Davi Kopenawa Yanomami, em Roraima. / BRUNO TORTURRA (DIVULGAÇÃO)
Davi Kopenawa Yanomami, em Roraima. / BRUNO TORTURRA (DIVULGAÇÃO)

Em mais uma estreia histórica da Flip, Davi Kopenawa, líder do povo indígena ianomâmi, sobe ao palco da principal festa literária brasileira para falar de livros, mas também de ameaças de morte

Camila Moraes – El País

Paraty – No Brasil fala-se português. Mas na sexta-feira foi possível escutar, pela primeira vez na Festa Literária de Paraty, outro idioma brasileiro que remete a uma nação muito anterior à chegada de uma língua oficial. A voz era de Davi Kopenawa, o líder espiritual e representante do povo ianomâmi, que subiu ao palco da tenda principal e abriu sua fala se apresentando e cumprimentando o público em seu próprio idioma.

Esse foi mais um momento histórico da 12ª Flip. O primeiro, na quinta-feira, foi a presença do primeiro autor russo a participar da festa, Vladímir Sorókin.

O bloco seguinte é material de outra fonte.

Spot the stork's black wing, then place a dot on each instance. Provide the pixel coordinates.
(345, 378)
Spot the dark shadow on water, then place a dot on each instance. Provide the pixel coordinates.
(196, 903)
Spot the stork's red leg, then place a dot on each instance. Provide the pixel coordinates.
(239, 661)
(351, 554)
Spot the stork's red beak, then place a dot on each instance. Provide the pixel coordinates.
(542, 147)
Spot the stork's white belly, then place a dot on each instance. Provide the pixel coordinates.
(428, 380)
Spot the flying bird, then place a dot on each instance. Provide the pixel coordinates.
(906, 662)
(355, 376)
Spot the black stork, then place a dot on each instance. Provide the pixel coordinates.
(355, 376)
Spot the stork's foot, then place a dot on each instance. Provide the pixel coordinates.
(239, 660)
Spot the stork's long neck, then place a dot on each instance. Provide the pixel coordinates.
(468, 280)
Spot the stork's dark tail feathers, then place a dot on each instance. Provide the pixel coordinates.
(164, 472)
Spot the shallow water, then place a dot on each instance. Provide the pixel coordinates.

Mas que pouco se compara à importância desse resgate tardio, em que um autêntico representante do povo brasileiro se sentou para falar ao lado da fotógrafa Claudia Andujar, que registra e apoia essa comunidade de Roraima e do Amazonas, na fronteira com a Venezuela, desde os anos 70. Continue lendo “Fala-se ianomâmi”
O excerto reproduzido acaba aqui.